O entregador de aplicativo Paulo Galo e sua esposa, a costureira Gessica, presos temporiamente desde a última quarta-feira (28) em São Paulo, deixaram a filha de 3 anos e o irmão de Gessica, de 9, de quem são responsáveis, aos cuidados dos pais do entregador, ambos com mais de 70 anos.
Moradores do município de Jacareí, a 80 quilômetros da capital paulista, os idosos foram às pressas para a casa do casal para cuidarem das crianças, em um bairro da periferia de São Paulo.
Bruno Garcia de Alcaraz Iglesias, advogado que representa o casal, foi até o local para prestar assistência e afirma que encontrou uma família desolada. “Eu me deparei com a mãe do Galo chorando, em prantos. E a menininha perguntando pelo pai e pela mãe, não entendendo absolutamente nada do que estava acontecendo. Me sensibilizei com a situação da senhora e tentei acalmá-la”, conta.
O advogado lembra ainda que os avós foram ao local preparados para passar algumas horas ali, enquanto os pais estavam na delegacia.

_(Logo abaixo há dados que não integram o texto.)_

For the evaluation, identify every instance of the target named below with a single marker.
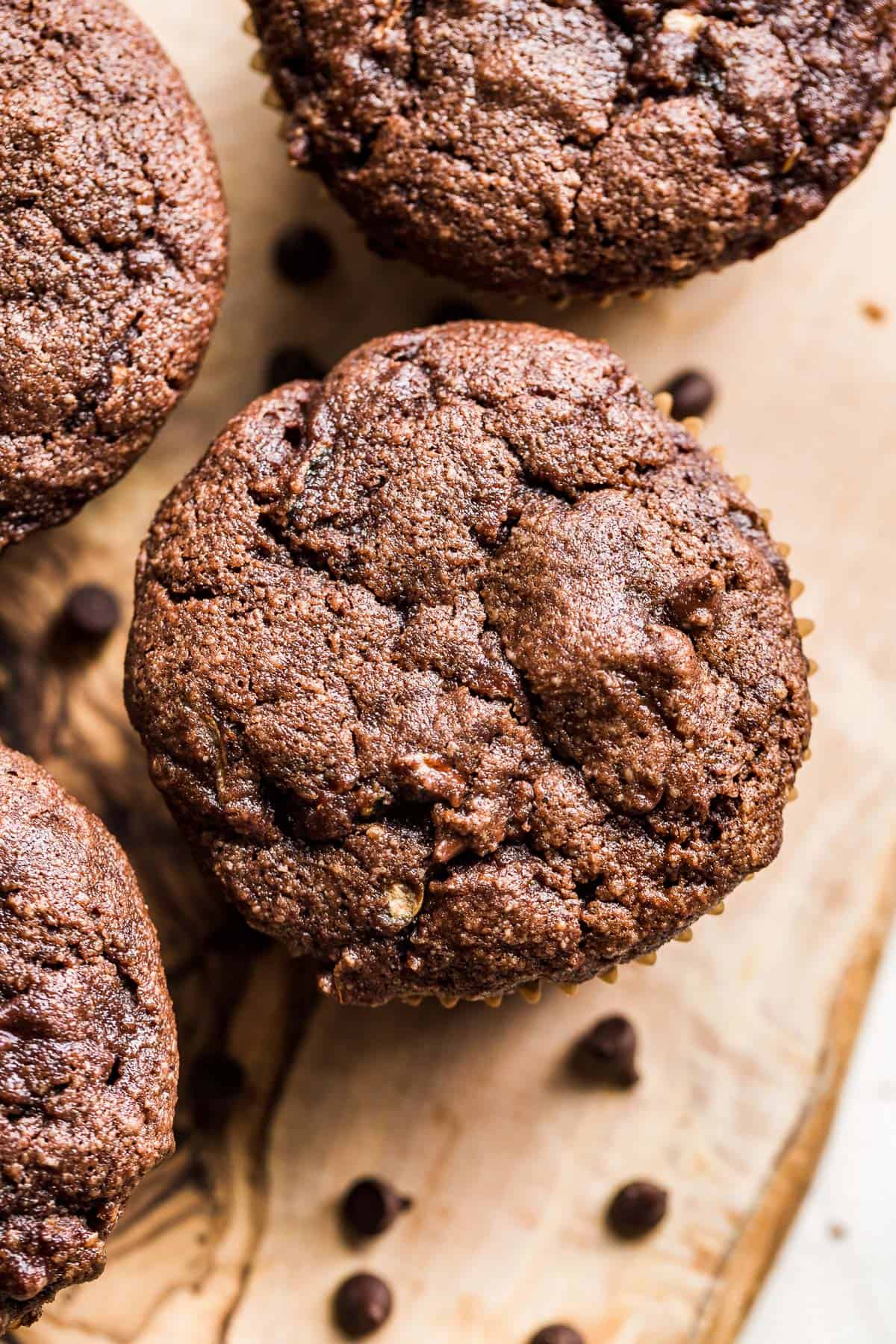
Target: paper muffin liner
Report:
(258, 62)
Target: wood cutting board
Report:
(746, 1031)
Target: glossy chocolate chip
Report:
(371, 1206)
(558, 1335)
(606, 1054)
(637, 1209)
(304, 255)
(92, 612)
(361, 1305)
(692, 394)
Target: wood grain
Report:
(746, 1031)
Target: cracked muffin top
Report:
(87, 1045)
(112, 252)
(581, 146)
(467, 667)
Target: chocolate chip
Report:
(217, 1082)
(92, 612)
(692, 394)
(304, 255)
(454, 311)
(637, 1209)
(293, 364)
(361, 1305)
(371, 1206)
(606, 1054)
(558, 1335)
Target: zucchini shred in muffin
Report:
(467, 667)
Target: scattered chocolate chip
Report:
(692, 394)
(217, 1082)
(637, 1209)
(606, 1054)
(454, 311)
(371, 1206)
(558, 1335)
(92, 612)
(293, 364)
(304, 255)
(361, 1305)
(874, 312)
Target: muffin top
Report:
(112, 252)
(87, 1045)
(574, 146)
(467, 667)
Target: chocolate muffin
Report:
(113, 246)
(467, 667)
(561, 147)
(87, 1043)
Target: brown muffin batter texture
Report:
(112, 252)
(581, 147)
(87, 1045)
(467, 667)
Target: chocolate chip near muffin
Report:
(606, 1054)
(637, 1210)
(556, 1335)
(92, 612)
(361, 1305)
(467, 667)
(87, 1043)
(535, 147)
(692, 394)
(112, 252)
(371, 1206)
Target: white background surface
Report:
(829, 1289)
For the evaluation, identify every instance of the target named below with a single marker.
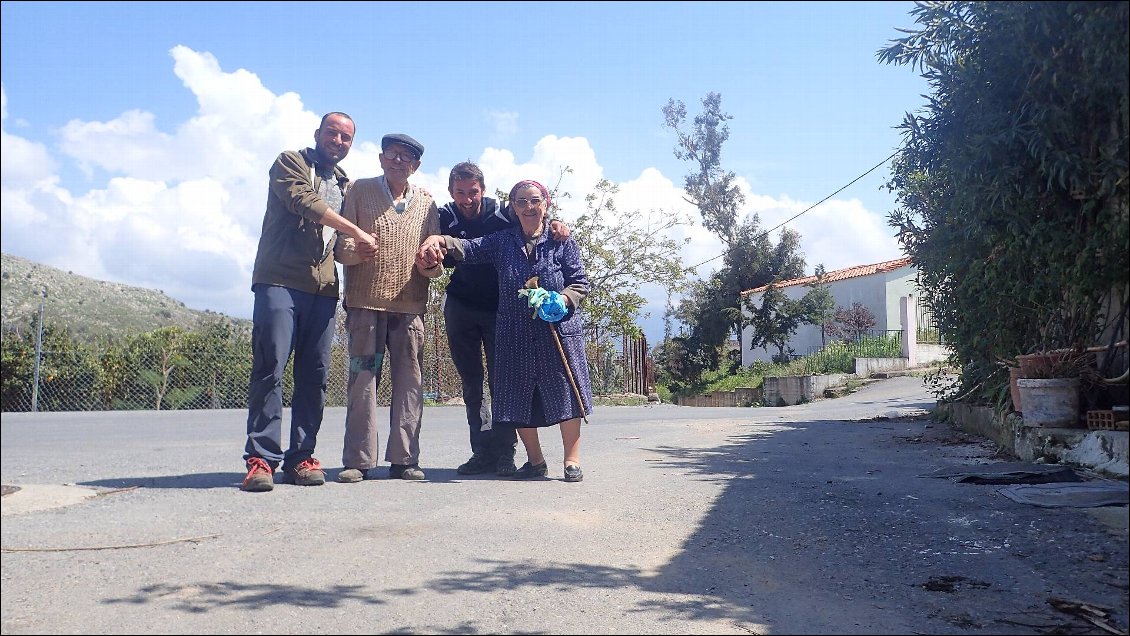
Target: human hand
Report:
(432, 252)
(535, 296)
(366, 245)
(558, 231)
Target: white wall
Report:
(879, 293)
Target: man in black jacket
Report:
(469, 314)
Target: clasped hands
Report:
(432, 252)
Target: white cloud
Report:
(180, 210)
(504, 123)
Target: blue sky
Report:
(137, 137)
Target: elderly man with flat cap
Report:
(384, 299)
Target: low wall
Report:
(796, 389)
(740, 397)
(1103, 451)
(927, 354)
(866, 366)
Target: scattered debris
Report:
(1093, 613)
(950, 584)
(188, 539)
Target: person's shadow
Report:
(233, 479)
(191, 480)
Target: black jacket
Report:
(476, 286)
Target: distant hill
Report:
(87, 306)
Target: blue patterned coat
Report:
(526, 354)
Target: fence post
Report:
(38, 356)
(909, 316)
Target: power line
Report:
(809, 208)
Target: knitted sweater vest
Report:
(389, 282)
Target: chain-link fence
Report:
(203, 367)
(174, 368)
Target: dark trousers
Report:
(470, 333)
(287, 321)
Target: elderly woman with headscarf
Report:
(540, 373)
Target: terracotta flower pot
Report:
(1050, 402)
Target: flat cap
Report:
(398, 138)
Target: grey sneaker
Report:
(260, 477)
(306, 473)
(400, 471)
(350, 476)
(573, 473)
(529, 471)
(505, 467)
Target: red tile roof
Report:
(840, 275)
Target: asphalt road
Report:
(800, 520)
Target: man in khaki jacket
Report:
(295, 284)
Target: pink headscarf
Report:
(527, 183)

Agora, estão temerosos com a situação. Enquanto Paulo e Gessica dormem separados em celas de delegacias, os dois menores seguem em compasso de espera.

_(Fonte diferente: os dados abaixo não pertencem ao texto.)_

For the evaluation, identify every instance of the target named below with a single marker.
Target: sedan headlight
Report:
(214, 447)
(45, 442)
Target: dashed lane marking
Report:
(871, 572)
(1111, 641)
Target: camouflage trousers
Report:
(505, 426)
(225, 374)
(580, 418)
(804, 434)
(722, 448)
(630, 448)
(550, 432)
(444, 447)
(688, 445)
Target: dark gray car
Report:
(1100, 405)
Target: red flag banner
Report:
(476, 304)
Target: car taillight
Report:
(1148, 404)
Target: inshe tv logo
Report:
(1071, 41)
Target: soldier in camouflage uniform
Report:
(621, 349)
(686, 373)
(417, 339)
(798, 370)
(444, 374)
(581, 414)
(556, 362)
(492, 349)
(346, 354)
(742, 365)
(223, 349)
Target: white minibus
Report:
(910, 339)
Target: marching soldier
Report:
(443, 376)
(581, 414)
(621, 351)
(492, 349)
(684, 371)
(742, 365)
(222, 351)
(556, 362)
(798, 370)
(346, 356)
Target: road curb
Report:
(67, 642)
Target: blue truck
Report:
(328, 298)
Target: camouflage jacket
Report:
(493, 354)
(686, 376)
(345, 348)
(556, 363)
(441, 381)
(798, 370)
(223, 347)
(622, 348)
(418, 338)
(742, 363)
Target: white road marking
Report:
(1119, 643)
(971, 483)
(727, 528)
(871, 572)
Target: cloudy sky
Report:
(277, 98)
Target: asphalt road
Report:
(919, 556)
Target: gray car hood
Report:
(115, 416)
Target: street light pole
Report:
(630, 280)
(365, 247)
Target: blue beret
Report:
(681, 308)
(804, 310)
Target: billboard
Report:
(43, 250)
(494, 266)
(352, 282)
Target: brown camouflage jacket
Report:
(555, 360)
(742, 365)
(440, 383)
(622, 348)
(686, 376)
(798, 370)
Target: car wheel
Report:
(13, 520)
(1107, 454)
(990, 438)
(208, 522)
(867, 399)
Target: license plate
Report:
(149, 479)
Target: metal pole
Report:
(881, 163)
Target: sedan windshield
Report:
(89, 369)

“No momento, temos duas crianças menores de idade sem o amparo dos pais. Como você explica para essas crianças que o pai e a mãe estão presos? Como isso é visto na comunidade onde eles vivem? Eles não são criminosos”, diz Iglesias.
Galo e Gessica tiveram mandado de prisão expedido pela Justiça no âmbito de uma investigação policial sobre o fogo colocado em pneus em volta da estátua do bandeirante Borba Gato, na zona Sul de São Paulo, no último sábado (24).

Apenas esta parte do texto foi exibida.